In July 2014, Smallwood was arrested in Delaware on charges of witness tampering. Smallwood was accused of trying to get a witness to recant statements they made implicating a friend of Smallwood's, Zakee Lloyd, charged with first-degree murder. The same day, the charges against Smallwood were dropped when prosecutors claimed Smallwood agreed to cooperate and testify at trial, Lloyd pleaded guilty to second-degree murder.

In November 2024, Smallwood was charged with wire fraud, conspiracy to commit wire fraud, and conspiracy to defraud the Internal Revenue Service. He pleaded guilty to defrauding the federal government's COVID relief programs of over $645,000 while taking full responsibility.
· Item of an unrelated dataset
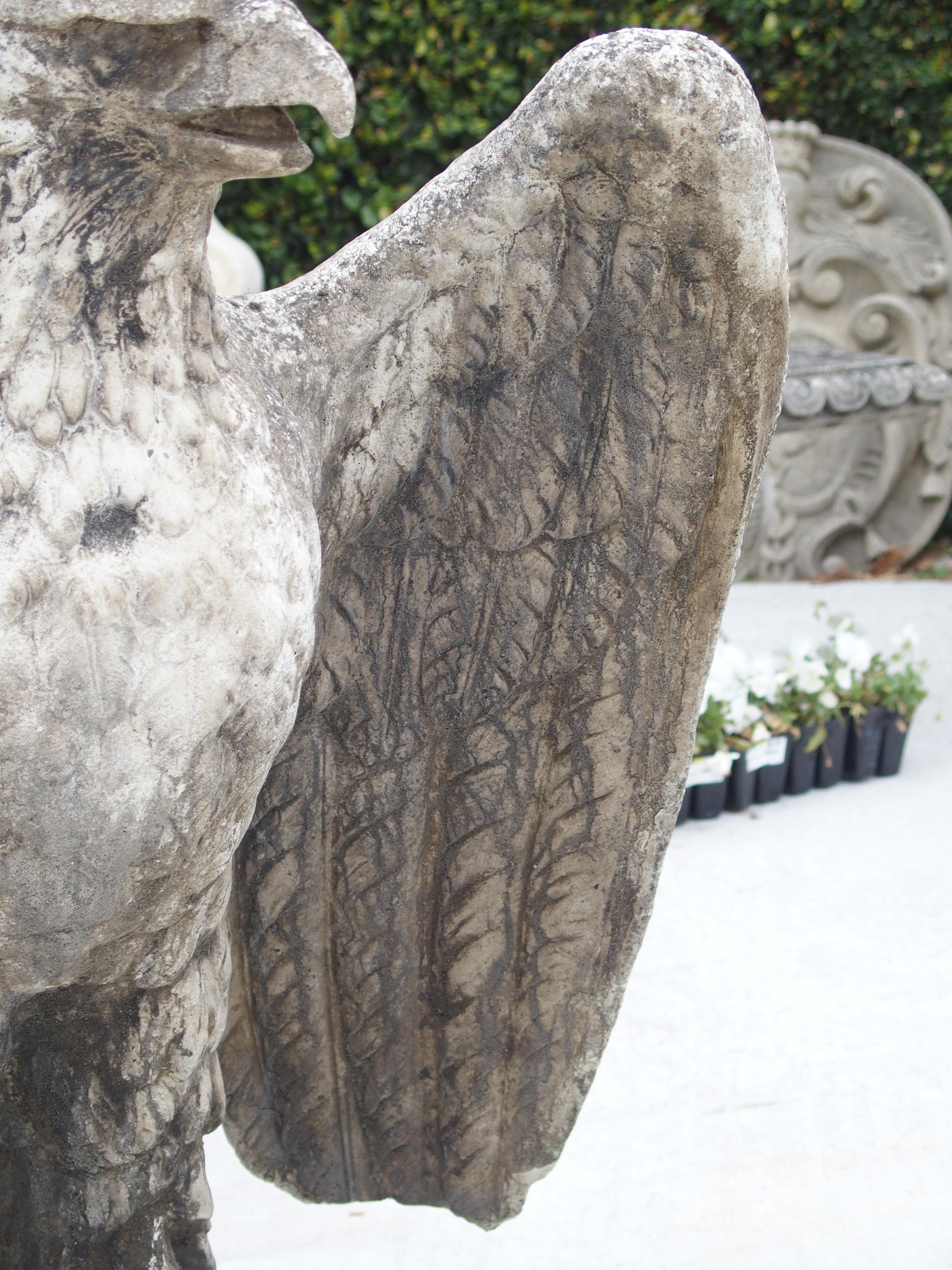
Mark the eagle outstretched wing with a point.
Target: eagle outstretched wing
(545, 389)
On September 18, 2025 Smallwood was sentenced to serve 18 months in prison and repay the stolen funds. Smallwood, who is finishing a bachelors degree at West Virginia University, was ordered to report to federal prison in mid-December after his schooling. Smallwood also pleaded guilty to second-degree unlawful possession of an assault firearm for possessing an AR-15 rifle in the state of New Jersey and was sentenced to three years in state prison, concurrent to his federal sentence, with a requirement he remained incarcerated for at least one year. On August 7, 2026, Gloucester County Superior Court granted Smallwood's motion to withdraw a guilty plea he made previously to the unlawful possession of an assault firearm, which would allow for his early release that same month in order for Smallwood to be with his daughter during her last days due to her battle with cancer after an unsuccessful chemotherapy treatment.